Greek inspired garden opens at Sissinghurst Castle in Kent
Work has finally been completed on ‘Delos’, the Greek-inspired garden at Sissinghurst Castle Garden in Kent. This completes a planting scheme that was first planned by Vita Sackville-West and her husband Harold Nicolson more than 90 years ago.
In 1935, Vita and Harold were so inspired by a visit to the Greek island of Delos that on their return they set about capturing its essence in a corner of their now world famous garden. However, they faced many challenges as amateur gardeners including the Kent climate and the north facing position of the garden. Despite their best efforts, the garden in their minds never quite materialised. Vita later commented on the Delos garden in 1953: “This has not been a success so far, but perhaps some day it will come right”.

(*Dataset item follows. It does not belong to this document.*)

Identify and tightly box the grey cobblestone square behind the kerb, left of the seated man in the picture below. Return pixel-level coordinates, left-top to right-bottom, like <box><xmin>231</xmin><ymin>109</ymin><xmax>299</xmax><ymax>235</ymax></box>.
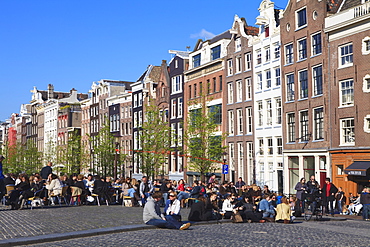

Work first began to reimagine the Delos garden in 2018, when Sissinghurst’s Head Gardener Troy Scott Smith brought landscape designers Dan Pearson Studio on board. The heavy Wealden clay that originally scuppered Vita and Harold’s Mediterranean planting was released with a gritty topsoil, deliberately low in nutrients to better suit the planting scheme. The garden’s shady north facing aspect was overcome with the reduction of shade casting trees and raised terracing was built leaning south to capture the greatest available light.

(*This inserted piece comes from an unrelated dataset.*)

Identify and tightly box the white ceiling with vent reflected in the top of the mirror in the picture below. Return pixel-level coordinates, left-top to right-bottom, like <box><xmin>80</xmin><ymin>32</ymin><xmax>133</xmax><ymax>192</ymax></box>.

Around 6,000 perennials typical of Greece and the wider Mediterranean were planted, along with pomegranate, cork oak and cypress trees, all naturally adapted to extreme conditions. That part of the garden was opened to the public in 2021.

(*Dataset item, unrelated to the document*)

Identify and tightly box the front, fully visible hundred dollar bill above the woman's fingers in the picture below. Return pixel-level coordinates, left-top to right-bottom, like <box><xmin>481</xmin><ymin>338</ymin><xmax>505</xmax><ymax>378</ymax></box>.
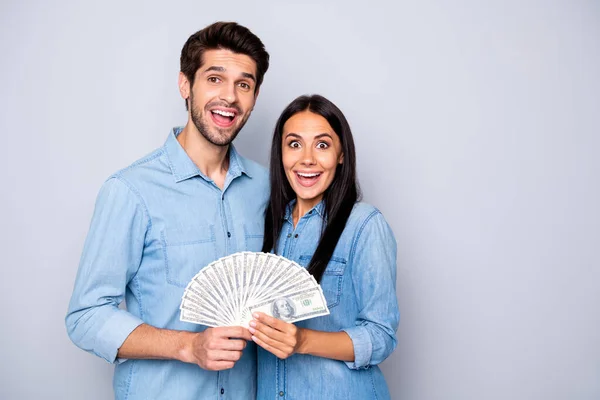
<box><xmin>240</xmin><ymin>287</ymin><xmax>329</xmax><ymax>326</ymax></box>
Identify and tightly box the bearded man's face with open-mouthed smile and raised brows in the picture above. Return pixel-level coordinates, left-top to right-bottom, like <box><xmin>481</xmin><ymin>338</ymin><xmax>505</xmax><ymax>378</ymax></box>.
<box><xmin>180</xmin><ymin>50</ymin><xmax>258</xmax><ymax>146</ymax></box>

Five years on, the garden has flourished, and Dan and his team were invited back to complete the second and final phase of the project.
In place of a 1980s garage adjoining the Priest’s House is a ravine with Mediterranean oak saplings leading visitors through the Little North Garden and into the White Garden for the first time. The new ravine extends the size of Delos by around 10 per cent. Under the newly planted oaks, dry and shade tolerant plants from the Mediterranean have been added. Shade was a challenge that was embraced in this final phase because it was something that Vita and Harold had problems overcoming. Through this greater variation of habitat, more specialised invertebrates have already been spotted including the green furrow bee, a bee that nests in rocks, and the privet hawk moth.
A Mediterranean palette of plants that come from Greece were used to in the new terraces in a style that evokes natural habitats.
Delos is a part of the conversation around using water more wisely and how gardening can be achieved in a changing climate. In the recent heatwave the plants in Delos have kept performing, while some other plants in the garden have shown signs of stress.
This extension of the Delos garden is now fully open to the public, bringing a vision to completion that has been nearly a century in the making.